I'm new here too.. Okay, being home alone with kids and never going anywhere is enough to make you go 'crazy' (in any sense possible!)
There's a reason that show is named 'Desperate Housewives'!!

How old are your kids? First of all, it would be great if you could manage to get some way to go outside and mingle with grown ups who are at least somewhat interested in the same things you are. Are there any free classes or playgroups or other homestay Moms you could hang with? Or could you get any babysitting for at least a few hours a week?

I'm not a Mom and not living with a man, it seems to me staying home with the kids and being miserable about it all is not a good thing.

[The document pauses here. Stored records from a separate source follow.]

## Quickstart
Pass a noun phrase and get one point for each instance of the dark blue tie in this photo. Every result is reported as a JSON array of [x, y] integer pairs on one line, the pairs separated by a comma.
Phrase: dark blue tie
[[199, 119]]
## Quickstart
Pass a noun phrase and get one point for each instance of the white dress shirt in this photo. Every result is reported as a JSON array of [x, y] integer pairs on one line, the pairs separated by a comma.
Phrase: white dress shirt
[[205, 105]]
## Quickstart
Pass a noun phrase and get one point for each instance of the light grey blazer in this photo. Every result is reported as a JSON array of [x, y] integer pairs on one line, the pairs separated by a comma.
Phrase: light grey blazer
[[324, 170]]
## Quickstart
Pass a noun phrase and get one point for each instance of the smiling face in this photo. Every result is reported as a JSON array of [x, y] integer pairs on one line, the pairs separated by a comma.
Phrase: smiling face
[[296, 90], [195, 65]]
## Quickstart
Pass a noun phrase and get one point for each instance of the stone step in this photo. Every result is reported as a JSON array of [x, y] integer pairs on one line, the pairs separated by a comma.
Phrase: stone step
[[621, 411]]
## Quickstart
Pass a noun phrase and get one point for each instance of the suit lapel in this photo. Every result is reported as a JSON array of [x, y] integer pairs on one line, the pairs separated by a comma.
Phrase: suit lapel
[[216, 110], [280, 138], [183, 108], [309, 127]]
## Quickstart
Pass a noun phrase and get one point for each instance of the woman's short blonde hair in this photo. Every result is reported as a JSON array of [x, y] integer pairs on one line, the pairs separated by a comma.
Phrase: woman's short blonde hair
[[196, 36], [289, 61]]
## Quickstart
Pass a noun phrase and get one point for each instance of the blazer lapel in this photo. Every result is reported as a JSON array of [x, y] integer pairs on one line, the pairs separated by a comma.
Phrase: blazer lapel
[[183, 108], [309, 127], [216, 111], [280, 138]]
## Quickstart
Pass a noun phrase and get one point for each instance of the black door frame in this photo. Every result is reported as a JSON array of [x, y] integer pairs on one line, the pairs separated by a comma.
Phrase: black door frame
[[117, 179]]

You are right to choose your own friends.
Is there a way to reconnect with any old friends, like on Facebook etc?
Some men can be jealous or manipulative/possessive and try to 'cut away' the woman from good friends or family.. I wouldn't let anyone tell me who I can be friends with and who not, unless there is a very good reason (eg if the person was violent etc) - well, that is just me. Your story seems quite frequent: the woman does 'everything' for the man, and he can't appreciate her and goes to search for more 'exciting' women out there (those who DON'T do everything for him, and can say no and have their own life and stay exciting etc.) A guy even said to me, 'If she'll do all I want, I'll cheat on her like crazy' (he assumed such a woman would be stupid to do all he wants, and he wanted the 'spark' of someone who can stand up to him too - not saying his attitude was right, just saying what I heard with my own ears!!) If your man is ever violent, do take care and go slowly and wisely, maybe find a support group or counselling..

It seems like a lot of resentments have build up on your side, and maybe on his side too.. The relationship may or may not be solvable, that is up to you. Just nagging him to death will probably not solve anything (I assume you tried that already?) Sometimes calm actions can speak louder than words...

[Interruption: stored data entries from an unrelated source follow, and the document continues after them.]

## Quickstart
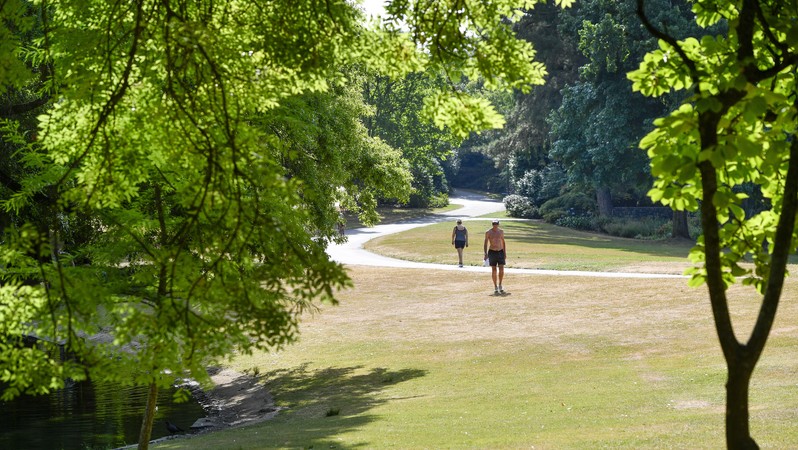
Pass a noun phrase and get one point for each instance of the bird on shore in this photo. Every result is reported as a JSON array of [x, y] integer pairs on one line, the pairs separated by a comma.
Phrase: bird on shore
[[172, 428]]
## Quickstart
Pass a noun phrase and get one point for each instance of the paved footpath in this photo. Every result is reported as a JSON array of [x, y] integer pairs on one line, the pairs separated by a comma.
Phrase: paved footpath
[[474, 205]]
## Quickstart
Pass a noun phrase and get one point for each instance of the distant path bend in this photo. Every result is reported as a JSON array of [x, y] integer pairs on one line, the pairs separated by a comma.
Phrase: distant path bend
[[352, 252]]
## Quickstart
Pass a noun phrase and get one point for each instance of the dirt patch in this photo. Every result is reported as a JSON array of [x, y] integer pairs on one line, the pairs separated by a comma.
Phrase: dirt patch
[[236, 399]]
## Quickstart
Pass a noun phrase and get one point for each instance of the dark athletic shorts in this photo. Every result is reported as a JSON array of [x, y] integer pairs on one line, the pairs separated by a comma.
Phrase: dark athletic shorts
[[496, 257]]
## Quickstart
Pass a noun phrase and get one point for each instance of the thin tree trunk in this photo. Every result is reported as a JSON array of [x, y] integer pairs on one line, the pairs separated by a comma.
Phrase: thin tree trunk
[[604, 198], [738, 434], [679, 228], [149, 418]]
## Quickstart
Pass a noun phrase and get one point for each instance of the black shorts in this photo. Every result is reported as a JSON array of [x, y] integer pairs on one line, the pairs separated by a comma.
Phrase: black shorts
[[496, 257]]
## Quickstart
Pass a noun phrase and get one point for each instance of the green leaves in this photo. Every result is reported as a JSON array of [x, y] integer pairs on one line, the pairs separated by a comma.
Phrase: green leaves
[[738, 124], [461, 114]]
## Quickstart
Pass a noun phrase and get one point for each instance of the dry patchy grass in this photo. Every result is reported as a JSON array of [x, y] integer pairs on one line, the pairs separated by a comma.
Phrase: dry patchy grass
[[420, 359], [538, 245]]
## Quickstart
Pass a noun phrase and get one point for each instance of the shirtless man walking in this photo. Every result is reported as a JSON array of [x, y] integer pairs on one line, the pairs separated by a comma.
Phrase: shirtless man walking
[[496, 254]]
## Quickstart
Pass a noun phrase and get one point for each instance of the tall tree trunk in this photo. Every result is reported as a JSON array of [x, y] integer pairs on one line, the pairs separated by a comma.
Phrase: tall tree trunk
[[149, 418], [604, 198], [738, 434], [680, 229]]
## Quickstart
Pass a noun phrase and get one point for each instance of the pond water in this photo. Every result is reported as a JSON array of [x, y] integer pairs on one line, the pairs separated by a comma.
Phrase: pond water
[[88, 416]]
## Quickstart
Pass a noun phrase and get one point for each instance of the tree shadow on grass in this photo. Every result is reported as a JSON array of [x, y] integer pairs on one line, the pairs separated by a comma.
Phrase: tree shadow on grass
[[319, 404], [537, 232]]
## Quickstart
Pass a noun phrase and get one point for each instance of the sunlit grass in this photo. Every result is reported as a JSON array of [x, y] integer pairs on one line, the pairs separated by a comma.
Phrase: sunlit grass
[[416, 359], [538, 245]]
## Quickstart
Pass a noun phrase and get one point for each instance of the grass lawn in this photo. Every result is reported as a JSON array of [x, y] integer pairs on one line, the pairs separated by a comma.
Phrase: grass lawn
[[415, 359], [538, 245]]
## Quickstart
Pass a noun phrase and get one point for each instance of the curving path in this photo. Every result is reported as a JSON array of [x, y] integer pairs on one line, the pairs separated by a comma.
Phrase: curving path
[[474, 205]]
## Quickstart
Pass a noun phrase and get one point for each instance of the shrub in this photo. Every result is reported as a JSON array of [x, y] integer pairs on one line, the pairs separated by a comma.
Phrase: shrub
[[570, 204], [519, 206], [541, 185], [647, 228], [580, 222]]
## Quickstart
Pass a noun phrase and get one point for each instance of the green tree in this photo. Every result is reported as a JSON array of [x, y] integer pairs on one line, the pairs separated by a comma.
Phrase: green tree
[[524, 144], [595, 131], [397, 119], [193, 141], [738, 126]]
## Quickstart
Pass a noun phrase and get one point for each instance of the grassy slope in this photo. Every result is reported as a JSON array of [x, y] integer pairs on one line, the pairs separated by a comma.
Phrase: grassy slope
[[416, 359], [538, 245]]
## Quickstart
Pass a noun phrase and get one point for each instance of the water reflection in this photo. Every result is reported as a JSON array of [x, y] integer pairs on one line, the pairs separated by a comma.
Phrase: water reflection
[[88, 416]]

So, can you work on a little bit of assertiveness and having your own life?

"They work together, and then he gets home and he gets online with her, sometimes till bedtime." - That truly sounds fishy.. or maybe he's just an internet addict? Do they play internet video games together or chat, or what?

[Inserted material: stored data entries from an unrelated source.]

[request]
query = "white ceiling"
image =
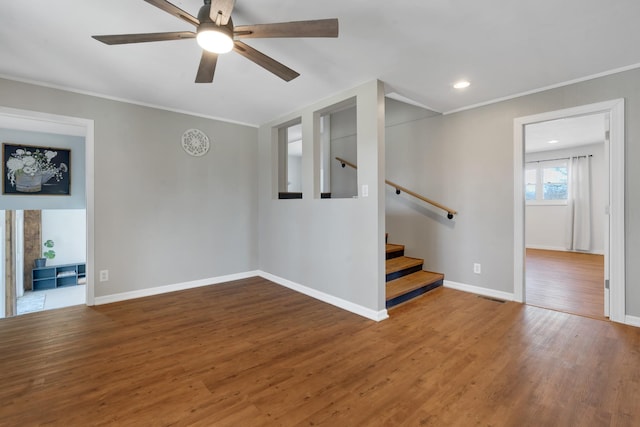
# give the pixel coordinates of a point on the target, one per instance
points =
(417, 47)
(569, 132)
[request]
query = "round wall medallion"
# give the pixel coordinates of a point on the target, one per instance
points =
(195, 142)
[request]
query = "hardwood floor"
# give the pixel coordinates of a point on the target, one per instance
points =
(566, 281)
(252, 353)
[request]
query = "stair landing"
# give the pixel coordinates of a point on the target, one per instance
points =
(405, 278)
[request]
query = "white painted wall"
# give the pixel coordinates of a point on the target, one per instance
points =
(334, 247)
(294, 177)
(68, 230)
(546, 225)
(344, 144)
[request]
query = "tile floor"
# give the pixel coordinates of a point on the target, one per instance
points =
(52, 298)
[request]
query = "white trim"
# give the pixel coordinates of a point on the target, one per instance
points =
(505, 296)
(3, 299)
(632, 321)
(401, 98)
(141, 293)
(125, 100)
(330, 299)
(616, 256)
(75, 125)
(544, 88)
(560, 249)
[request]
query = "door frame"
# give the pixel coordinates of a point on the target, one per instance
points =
(45, 122)
(614, 110)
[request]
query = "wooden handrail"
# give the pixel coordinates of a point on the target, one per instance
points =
(450, 212)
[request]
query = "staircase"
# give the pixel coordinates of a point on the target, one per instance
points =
(405, 278)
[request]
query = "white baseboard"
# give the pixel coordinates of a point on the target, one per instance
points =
(330, 299)
(560, 249)
(632, 321)
(505, 296)
(106, 299)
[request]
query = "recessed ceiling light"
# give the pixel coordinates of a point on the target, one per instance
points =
(461, 84)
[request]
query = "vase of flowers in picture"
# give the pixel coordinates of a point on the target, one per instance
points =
(49, 254)
(28, 169)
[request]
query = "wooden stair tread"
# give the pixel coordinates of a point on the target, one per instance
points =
(401, 263)
(411, 282)
(394, 248)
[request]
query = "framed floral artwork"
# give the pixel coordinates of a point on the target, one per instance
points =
(32, 170)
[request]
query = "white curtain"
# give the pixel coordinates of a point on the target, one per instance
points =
(579, 204)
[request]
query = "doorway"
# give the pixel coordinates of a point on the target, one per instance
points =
(566, 189)
(26, 120)
(614, 255)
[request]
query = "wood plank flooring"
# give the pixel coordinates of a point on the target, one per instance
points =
(252, 353)
(566, 281)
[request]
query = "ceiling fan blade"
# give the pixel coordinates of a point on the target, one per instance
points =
(175, 11)
(223, 8)
(269, 64)
(143, 38)
(314, 28)
(207, 67)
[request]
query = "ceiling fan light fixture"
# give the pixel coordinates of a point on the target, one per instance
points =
(214, 38)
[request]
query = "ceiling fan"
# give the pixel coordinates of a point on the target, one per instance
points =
(216, 34)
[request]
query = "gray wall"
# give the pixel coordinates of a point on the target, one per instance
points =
(334, 246)
(76, 200)
(465, 160)
(161, 217)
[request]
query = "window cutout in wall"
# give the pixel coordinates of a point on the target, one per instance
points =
(290, 160)
(546, 182)
(338, 140)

Try to focus on yourself, what would you like out of your life, what kind of people would you like to be with, where do they hang out? Can you get your finances in order, maybe get a part-time job? Maybe if/when you become happier you will become more attractive for your man again, or you'll find a better man?! Who knows! (But learn how to have your own life meanwhile, it will be good for this or any other relationships..)

Wishing you good luck!
 

70sgirl

Member
hi,
i dont think youre crazy at all and i feel your pain. even if the cheating was 8 years ago and you dont think hed cheat again its so hard to trust again, especially being SA, where, if youre like me, youre paranoid about damn near everybody. and sittin at home worrying about it doesnt help. it seems awfully disrespectful to me that he talks to her online all night, and even that he talks to her as much as he does if youve told him it bothers you. i know, i know, people should be "allowed" to have friends of the opposite sex, but you gave up your OLD, MARRIED friend who saved your LIFE because your husband wasnt comfortable with it. but youre supposed to be ok with some new, single broad hes made friends with? and talks inappropriately with? and sits on the computer chatting with? ugh...idk...maybe im jaded, and i know i didnt give any good advice like the last girl, but i just wanted to tell you youre not crazy, and youre not alone. you can bitch at me anytime, i understand.